In April, the American Bar Association, the nation’s primary accreditation body for the law community, decided to issue a formal ruling regarding attorneys’ rights toward viewing jurors’ social media activity during juried proceedings. Per the ABA, it is now considered ethical for lawyers to examine jurors’ publicly-available social media profiles and histories.
However, the attorneys are only allowed privy to the jurors’ outward-facing profiles. The ABA has also warned lawyers against actively “following” or “friending” jurors or acting in a manner toward gaining access into private online presence of a juror.
This decision has implications beyond investigating juror misconduct, though. Attorneys can now use social media posts during jury selection. An attorney, for example, can look at a potential juror’s past posts to determine whether she had expressed views or statements that might suggest that she would be inclined to hold viewpoints favorable for a positive verdict. This could uncover potential conflicts that might not have been unearthed during direct questioning.
The decision can also be construed as an attempt to make someone’s private life public. While Twitter and Facebook posts are part of the public domain, it can be argued that a user creates any given post with the intent that it will only be seen by those the user shares it with. In other words, most posts are created and intended to be read by those with more than a cursory interest in the writer, suggesting an intended level of privacy.
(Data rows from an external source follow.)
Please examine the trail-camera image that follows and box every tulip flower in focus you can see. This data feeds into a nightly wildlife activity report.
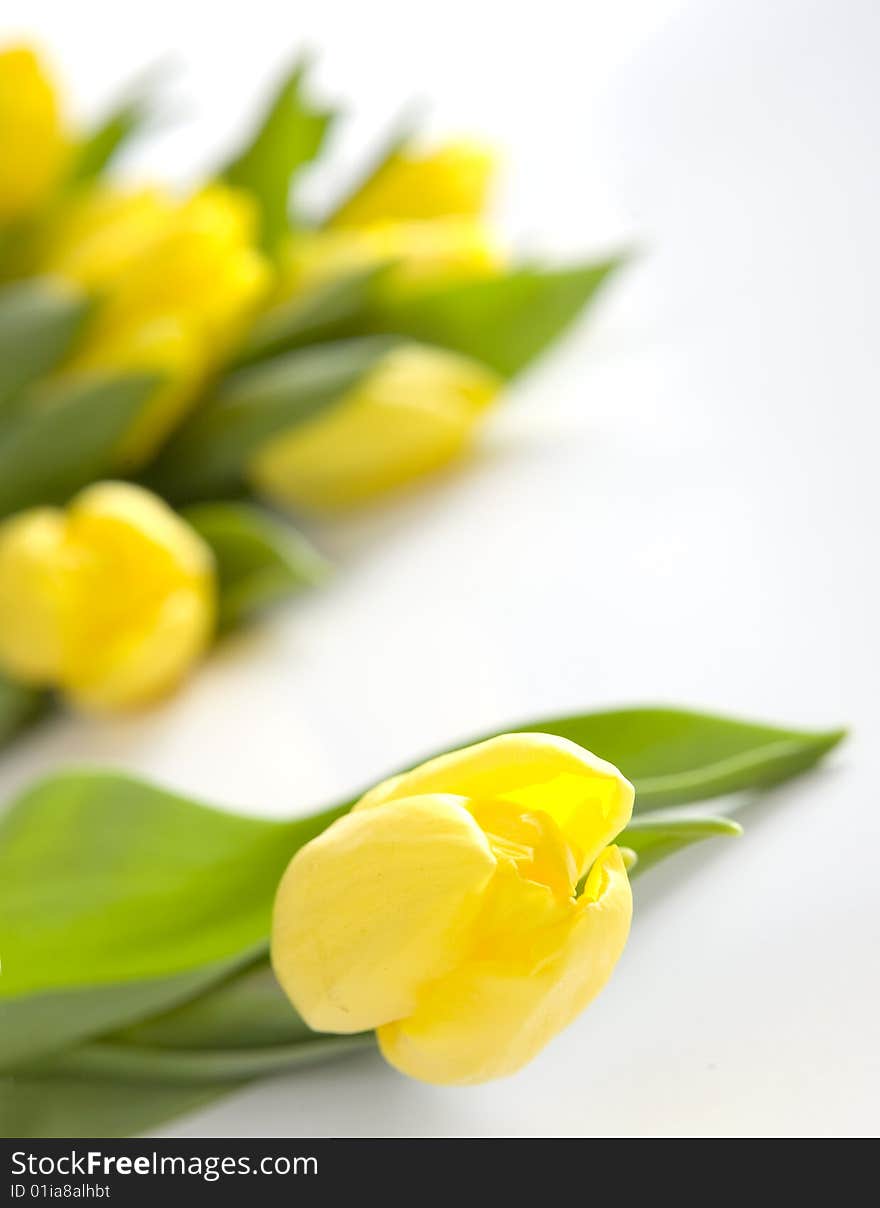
[249,344,500,509]
[42,185,270,467]
[0,482,215,712]
[272,733,633,1084]
[280,143,504,294]
[0,46,68,226]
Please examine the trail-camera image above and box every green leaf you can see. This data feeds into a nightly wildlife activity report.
[147,336,394,503]
[0,1074,244,1138]
[0,709,840,1136]
[322,114,416,227]
[239,265,388,364]
[183,504,329,629]
[510,709,846,812]
[371,257,623,377]
[68,72,161,185]
[0,772,343,1064]
[28,1032,374,1086]
[0,956,253,1071]
[615,815,742,877]
[0,673,50,748]
[0,373,162,517]
[0,278,91,417]
[111,956,317,1050]
[224,62,335,252]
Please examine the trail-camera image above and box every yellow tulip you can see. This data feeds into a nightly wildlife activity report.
[331,143,496,227]
[0,482,215,710]
[44,185,270,467]
[0,46,68,223]
[272,734,633,1084]
[248,344,500,509]
[279,219,503,295]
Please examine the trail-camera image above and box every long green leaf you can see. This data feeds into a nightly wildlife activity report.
[510,708,846,813]
[239,265,388,364]
[615,814,742,877]
[0,709,840,1136]
[183,504,329,629]
[0,772,343,1064]
[0,278,91,410]
[0,373,162,517]
[0,951,262,1071]
[68,71,156,186]
[0,674,50,749]
[147,336,394,504]
[371,257,623,377]
[224,62,336,252]
[322,114,416,227]
[0,1074,239,1138]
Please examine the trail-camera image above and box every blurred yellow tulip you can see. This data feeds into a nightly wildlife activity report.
[330,141,496,227]
[44,185,270,467]
[279,219,503,294]
[248,344,500,509]
[272,733,633,1084]
[0,482,215,712]
[0,46,68,225]
[278,143,504,296]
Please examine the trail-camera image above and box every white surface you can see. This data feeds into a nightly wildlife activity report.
[0,0,880,1137]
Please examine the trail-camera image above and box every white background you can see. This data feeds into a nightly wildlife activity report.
[0,0,880,1137]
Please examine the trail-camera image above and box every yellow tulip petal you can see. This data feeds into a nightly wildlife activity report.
[279,219,503,296]
[0,46,68,223]
[354,733,635,871]
[0,507,65,684]
[272,796,496,1033]
[331,141,496,227]
[378,848,632,1085]
[59,483,215,709]
[44,186,174,290]
[249,347,499,509]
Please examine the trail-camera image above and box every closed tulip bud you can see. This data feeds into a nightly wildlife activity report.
[272,733,633,1084]
[279,219,503,295]
[331,141,496,227]
[0,46,68,225]
[44,185,270,467]
[0,482,215,710]
[248,345,500,509]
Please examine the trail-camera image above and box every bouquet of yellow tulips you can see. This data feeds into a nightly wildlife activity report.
[0,48,615,744]
[0,50,841,1137]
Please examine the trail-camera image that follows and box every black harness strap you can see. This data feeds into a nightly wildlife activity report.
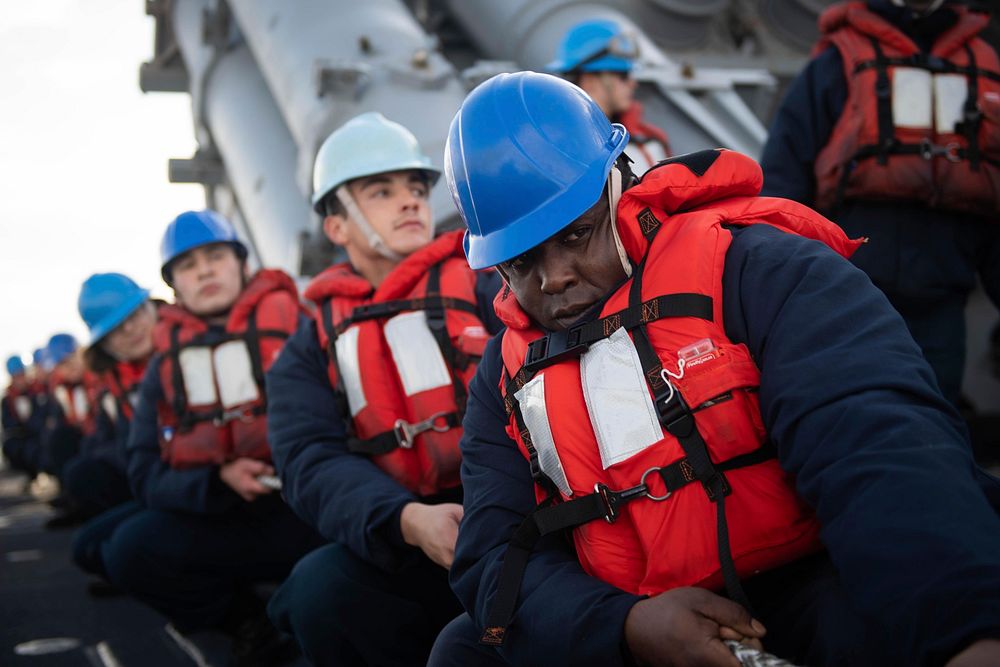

However, as social media expands as part of the communication portfolio, the privacy expectations of social media are being challenged. A growing number of researchers and journalists actively mine the Twitter “Firehose,” the collection of all active Twitter public streams, to take the pulse of certain keywords or trends at a given point in time or time period. While privacy laws exist to protect social media users, the use of third-party surveying — such as Google AdSense, which presents customized ads based on the user’s online activities, and the growth of social network mining companies, which can create a personal profile of a targeted individual based on the individual’s online presence — has led many to at least somewhat expect that their social media activity will eventually become public knowledge.
Prior to the ABA ruling, many lawyers used mining companies to create profiles of potential jurors or to quietly monitor jurors during a trial. At least two state bar associations had addressed this issue before the ABA made its ruling. Through a decision of the Missouri Supreme Court, the state requires potential jurors to be vetted by the state’s lawsuit tracker, and Oregon, in an opinion last year, allows lawyers to track potential jurors on social media, as long as the lawyer does not “friend” or “follow” the jurors.